Still, it took several deep breaths before I could gather myself enough to admit to him what the boy in my class made me feel. Toby was just a kid from down the street. He likely had no idea that my heart beat too hard when he grabbed my hand during a game of tag, but I knew, and I was scared God knew. Even at that age, the implications were hard to escape, and I didn’t know what to do with them. I agonized for months before deciding to go to confession, hoping the priest could guide me away from this particular sin, a sin I seemed to have no control over.

“I think I like someone in my class,” I said. “I think I like a boy in my class.”

The priest was silent for so long that I worried he’d left the confessional booth entirely. Then he issued that single cold pronouncement: “Ten Our Fathers and twenty Hail Marys.”

I spent the next month terrified that he was going to tell my father, a deacon at the same church, but nothing happened. Nothing happened at school either. I felt no differently about Toby no matter how many times I prayed. It was like I’d never gone to that confessional at all. The only thing that helped was moving on to high school. Toby went to the local public school while my parents sent me to the Catholic high school, and I never had to see him again.

I thought that was the end of it. In high school, I hunkered down and focused, doing every extracurricular I could, acing every test, taking as many AP classes as I could cram into my schedule. I thought I’d cured myself with hard work and focus, that my childish affectation went away on its own. I thought God answered my prayers after all.

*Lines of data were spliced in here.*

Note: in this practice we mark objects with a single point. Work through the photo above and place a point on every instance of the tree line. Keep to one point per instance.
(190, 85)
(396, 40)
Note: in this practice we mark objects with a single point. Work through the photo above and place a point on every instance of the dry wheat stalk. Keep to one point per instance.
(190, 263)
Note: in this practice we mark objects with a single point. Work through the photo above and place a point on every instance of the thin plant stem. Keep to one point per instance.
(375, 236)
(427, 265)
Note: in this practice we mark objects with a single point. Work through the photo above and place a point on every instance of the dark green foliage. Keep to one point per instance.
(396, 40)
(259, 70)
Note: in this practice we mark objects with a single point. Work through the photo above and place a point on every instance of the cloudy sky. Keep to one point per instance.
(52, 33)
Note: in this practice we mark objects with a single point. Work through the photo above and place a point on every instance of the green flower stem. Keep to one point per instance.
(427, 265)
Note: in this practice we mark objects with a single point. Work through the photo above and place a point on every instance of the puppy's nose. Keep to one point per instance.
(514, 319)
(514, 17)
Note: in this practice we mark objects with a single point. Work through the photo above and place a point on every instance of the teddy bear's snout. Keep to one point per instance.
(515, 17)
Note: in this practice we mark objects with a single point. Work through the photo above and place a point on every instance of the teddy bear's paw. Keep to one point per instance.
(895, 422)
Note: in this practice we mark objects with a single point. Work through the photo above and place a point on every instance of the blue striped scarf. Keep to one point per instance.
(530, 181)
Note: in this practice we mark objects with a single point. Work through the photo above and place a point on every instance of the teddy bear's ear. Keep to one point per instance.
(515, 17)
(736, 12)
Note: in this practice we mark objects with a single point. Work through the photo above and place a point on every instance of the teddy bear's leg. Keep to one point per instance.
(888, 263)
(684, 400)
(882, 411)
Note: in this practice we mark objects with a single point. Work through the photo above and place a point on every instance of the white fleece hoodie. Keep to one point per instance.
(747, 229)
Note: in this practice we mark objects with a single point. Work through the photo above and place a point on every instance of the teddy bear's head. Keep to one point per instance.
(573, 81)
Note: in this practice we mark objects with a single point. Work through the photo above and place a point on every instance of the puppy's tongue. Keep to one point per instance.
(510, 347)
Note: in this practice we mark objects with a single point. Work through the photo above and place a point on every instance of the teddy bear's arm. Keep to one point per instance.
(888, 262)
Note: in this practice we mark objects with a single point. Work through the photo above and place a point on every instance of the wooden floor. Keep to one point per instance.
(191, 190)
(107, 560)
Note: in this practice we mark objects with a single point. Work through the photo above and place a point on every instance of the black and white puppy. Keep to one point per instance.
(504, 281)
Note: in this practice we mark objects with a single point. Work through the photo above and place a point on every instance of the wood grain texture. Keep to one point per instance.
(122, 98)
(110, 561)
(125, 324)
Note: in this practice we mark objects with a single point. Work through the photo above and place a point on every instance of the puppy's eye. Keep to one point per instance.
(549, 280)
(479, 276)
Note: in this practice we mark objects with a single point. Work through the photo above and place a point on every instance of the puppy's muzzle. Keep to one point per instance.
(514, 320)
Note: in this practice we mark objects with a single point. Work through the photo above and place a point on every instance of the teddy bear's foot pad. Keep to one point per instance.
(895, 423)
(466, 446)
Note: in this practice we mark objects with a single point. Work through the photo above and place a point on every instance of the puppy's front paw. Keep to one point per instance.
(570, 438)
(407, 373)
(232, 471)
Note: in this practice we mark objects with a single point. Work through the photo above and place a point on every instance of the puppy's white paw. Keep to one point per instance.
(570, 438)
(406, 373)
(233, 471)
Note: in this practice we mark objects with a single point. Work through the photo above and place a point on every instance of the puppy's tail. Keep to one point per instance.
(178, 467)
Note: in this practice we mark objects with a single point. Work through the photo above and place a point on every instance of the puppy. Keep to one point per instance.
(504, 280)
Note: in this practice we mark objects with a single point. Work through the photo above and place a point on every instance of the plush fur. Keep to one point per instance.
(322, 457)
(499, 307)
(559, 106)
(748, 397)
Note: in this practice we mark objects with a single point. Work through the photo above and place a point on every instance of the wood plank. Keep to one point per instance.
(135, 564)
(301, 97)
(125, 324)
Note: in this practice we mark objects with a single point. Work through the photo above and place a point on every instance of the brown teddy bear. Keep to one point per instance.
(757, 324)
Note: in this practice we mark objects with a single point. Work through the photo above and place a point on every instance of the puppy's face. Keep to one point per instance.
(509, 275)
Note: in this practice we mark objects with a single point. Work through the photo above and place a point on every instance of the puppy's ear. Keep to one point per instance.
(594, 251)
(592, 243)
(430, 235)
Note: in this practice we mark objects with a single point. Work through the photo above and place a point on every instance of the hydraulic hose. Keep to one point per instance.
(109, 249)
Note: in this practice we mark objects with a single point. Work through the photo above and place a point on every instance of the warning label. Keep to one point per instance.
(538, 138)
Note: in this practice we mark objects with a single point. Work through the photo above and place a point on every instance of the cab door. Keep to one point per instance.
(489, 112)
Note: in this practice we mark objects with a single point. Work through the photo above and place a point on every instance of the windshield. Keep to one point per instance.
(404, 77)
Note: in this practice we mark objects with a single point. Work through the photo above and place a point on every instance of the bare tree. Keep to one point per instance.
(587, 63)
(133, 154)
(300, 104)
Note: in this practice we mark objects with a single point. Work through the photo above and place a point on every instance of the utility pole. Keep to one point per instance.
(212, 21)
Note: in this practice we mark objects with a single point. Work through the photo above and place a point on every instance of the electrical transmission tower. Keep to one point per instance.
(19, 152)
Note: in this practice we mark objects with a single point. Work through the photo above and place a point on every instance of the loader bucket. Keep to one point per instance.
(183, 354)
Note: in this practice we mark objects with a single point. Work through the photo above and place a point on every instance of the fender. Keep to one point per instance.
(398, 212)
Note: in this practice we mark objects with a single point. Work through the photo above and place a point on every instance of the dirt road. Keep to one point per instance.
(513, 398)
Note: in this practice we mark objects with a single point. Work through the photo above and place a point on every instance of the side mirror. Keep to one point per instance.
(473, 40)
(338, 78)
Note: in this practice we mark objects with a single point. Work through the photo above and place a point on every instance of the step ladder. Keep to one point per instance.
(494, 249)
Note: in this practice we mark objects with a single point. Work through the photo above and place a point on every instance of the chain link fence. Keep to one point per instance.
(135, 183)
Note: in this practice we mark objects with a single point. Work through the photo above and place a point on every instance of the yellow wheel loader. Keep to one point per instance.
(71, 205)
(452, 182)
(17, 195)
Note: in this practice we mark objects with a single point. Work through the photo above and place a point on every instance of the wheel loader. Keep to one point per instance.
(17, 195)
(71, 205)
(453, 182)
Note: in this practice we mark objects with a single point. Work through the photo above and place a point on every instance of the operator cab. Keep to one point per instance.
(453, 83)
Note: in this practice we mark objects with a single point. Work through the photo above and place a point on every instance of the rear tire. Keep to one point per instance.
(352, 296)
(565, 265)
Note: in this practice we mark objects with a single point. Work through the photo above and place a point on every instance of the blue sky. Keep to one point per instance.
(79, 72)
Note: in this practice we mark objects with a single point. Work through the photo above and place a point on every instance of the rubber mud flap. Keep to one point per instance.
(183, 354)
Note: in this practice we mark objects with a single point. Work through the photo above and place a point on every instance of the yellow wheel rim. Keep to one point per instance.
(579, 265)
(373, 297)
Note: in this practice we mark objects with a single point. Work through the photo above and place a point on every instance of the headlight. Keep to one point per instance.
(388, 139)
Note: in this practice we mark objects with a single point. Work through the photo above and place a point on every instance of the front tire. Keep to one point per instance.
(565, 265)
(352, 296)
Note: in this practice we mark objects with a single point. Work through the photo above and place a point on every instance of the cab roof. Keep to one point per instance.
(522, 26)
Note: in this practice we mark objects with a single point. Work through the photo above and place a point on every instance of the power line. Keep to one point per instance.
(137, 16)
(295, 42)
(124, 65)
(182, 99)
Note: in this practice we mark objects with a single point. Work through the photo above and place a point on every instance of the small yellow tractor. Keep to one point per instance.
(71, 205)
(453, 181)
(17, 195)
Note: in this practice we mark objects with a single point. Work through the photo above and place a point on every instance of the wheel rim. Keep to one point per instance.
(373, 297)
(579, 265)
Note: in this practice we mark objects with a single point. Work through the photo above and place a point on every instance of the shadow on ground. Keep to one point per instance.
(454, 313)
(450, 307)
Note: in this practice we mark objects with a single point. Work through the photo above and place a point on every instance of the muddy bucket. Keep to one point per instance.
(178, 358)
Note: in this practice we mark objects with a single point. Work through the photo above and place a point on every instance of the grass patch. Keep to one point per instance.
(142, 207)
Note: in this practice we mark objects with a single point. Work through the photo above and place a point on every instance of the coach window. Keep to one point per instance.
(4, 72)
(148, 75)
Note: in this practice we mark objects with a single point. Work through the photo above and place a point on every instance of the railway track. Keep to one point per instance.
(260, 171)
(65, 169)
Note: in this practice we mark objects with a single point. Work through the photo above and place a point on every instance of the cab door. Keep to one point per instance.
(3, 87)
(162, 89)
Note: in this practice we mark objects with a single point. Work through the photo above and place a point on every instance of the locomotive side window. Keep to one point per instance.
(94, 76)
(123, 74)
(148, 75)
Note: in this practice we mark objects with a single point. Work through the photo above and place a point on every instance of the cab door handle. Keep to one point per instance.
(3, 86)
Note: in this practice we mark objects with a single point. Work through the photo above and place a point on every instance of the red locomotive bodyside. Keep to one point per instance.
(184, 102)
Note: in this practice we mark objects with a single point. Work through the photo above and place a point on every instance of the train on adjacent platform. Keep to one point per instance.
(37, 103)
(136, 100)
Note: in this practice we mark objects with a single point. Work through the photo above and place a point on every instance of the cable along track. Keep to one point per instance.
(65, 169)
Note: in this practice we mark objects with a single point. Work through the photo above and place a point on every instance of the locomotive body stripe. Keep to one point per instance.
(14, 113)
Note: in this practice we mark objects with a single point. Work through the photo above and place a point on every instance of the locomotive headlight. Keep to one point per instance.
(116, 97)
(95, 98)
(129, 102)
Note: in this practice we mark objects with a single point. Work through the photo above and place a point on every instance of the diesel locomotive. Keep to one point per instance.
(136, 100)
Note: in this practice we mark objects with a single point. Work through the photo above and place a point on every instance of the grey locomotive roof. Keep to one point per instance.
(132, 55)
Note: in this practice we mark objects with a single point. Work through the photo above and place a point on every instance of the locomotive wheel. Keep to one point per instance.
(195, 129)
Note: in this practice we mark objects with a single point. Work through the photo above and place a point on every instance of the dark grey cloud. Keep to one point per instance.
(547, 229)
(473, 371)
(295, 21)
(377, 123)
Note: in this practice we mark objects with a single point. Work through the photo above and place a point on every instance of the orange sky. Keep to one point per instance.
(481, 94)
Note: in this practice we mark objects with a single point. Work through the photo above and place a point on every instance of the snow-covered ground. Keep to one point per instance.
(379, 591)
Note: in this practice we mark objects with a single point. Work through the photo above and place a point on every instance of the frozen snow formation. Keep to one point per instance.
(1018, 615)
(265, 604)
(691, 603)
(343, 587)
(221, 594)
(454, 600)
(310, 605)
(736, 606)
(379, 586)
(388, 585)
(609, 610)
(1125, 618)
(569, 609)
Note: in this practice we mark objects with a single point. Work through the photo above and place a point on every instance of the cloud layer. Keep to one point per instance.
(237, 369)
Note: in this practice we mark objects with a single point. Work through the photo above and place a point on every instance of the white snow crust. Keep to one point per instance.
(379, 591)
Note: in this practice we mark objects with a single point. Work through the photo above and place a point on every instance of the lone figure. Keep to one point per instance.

So why is it all coming back now?

I sit in the pew in Arpor Sacred Sacrament University’s beautiful, grand church with my hands clasped between my knees so tightly the knuckles go white. And I pray. I fixate on that giant crucifix in the back of the building and pray for all I’m worth, asking Jesus why this is happening, why now, why this way? What have I done or failed to do to have this burden fall on my shoulders again? Why aren’t I fixed? Why does this keep happening?

My palms are sweaty from how I clasp my hands. I sit in the echoing silence and wait for some divine answer from on high, a sense that God is listening and will help me, but all I hear is my own heart pounding in my ears. Tears sting the backs of my eyes, and I scrub furiously before they can fall.

It has to be stress. Sophomore year is already harder than freshman year. Plus, everything that used to feel like a refuge has gotten tangled up with Jude. First it was the choir, then our group project. My body is stuck in a stress response, and it’s getting confused.

I cling to that thought, letting it steel me as I reach for the Bible tucked into the basket affixed to the back of the pew in front of me. I flip through looking for some of my favorite passages, and locate a section in the New Testament about Jesus driving merchants out of a temple. It has nothing to do with my current conundrum, but the cadence of the familiar story is enough to calm my racing heart.